# Cm10 ALPHA vs Nightles?



## icanhazdroid (Jun 24, 2011)

Which is more stable? I came from a Nexus so I was spoiled with AOSP. The nightlies have some weird flickering issue every few minutes. Does the alpha have this as well?

Sent from my SCH-I535 using Tapatalk 2


----------



## psycho_asylum (Jul 13, 2011)

I just installed the 20120822 nightly about an hour and it seems to be fixed. I'll have to mess with it some more to see if it starts flickering again.


----------



## joemagistro (Dec 19, 2011)

The last 2 alpha builds and the last nightly all flickers..... Where is the link for the nightlies? I can't find ittt

Sent from my T999 SGS3


----------



## icanhazdroid (Jun 24, 2011)

psycho_asylum said:


> The last 2 alpha builds and the last nightly all flickers..... Where is the link for the nightlies? I can't find ittt
> 
> Sent from my T999 SGS3


Lol dang fixed already! This might actually get me off of SynergyRom.

And here ya go,

http://get.cm/?device=d2vzw&type=nightly

Sent from my SCH-I535 using Tapatalk 2


----------



## psycho_asylum (Jul 13, 2011)

It took a few hours but I have seen a few flickers. It definitely isn't as bad, but still there


----------



## joemagistro (Dec 19, 2011)

Thanks for the link.. Is there a nightly changelog anywhere?

Sent from my T999 SGS3


----------



## icanhazdroid (Jun 24, 2011)

psycho_asylum said:


> Thanks for the link.. Is there a nightly changelog anywhere?
> 
> Sent from my T999 SGS3


Yeah I saw it immediately after I flashed. It's lessened now but still there.

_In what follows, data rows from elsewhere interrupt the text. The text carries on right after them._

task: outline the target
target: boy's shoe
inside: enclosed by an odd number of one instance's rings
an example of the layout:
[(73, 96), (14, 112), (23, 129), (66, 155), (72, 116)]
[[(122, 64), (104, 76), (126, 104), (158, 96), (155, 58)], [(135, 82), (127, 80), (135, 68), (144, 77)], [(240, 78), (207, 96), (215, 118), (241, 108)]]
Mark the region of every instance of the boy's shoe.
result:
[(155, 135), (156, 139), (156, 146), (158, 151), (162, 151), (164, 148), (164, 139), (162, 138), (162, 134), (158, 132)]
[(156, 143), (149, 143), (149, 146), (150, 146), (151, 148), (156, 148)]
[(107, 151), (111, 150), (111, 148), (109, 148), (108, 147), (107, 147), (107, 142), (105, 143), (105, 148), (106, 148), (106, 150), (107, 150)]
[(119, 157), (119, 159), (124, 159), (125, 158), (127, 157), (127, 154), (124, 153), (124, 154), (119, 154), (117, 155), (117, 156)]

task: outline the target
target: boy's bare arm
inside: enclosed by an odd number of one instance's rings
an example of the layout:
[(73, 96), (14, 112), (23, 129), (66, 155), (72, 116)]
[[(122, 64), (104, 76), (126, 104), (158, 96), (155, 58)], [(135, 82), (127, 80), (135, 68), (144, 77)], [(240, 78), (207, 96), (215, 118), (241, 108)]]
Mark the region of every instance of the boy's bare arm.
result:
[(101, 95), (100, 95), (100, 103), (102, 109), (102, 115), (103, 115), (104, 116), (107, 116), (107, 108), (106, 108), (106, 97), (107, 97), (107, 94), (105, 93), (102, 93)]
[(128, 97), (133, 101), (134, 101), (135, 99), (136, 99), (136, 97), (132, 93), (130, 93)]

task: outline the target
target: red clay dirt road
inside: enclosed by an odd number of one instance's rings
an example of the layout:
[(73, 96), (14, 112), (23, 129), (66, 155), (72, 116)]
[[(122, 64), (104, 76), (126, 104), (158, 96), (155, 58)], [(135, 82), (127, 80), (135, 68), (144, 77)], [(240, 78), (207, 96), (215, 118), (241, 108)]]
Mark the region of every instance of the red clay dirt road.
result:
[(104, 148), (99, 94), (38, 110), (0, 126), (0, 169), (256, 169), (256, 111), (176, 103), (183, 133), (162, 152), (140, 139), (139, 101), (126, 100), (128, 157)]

And the only thing I use for a changelog is the CM Gerrit

Sent from my SCH-I535 using Tapatalk 2


----------



## Grainosand (Sep 5, 2011)

icanhazdroid said:


> Yeah I saw it immediately after I flashed. It's lessened now but still there.
> 
> And the only thing I use for a changelog is the CM Gerrit
> 
> Sent from my SCH-I535 using Tapatalk 2


Go into settings and then turn on developer options, check the disable hardware overlays and the screen flicker should disappear.

I have been on the alpha 2 build for almost a week without any issues for the way I use my device..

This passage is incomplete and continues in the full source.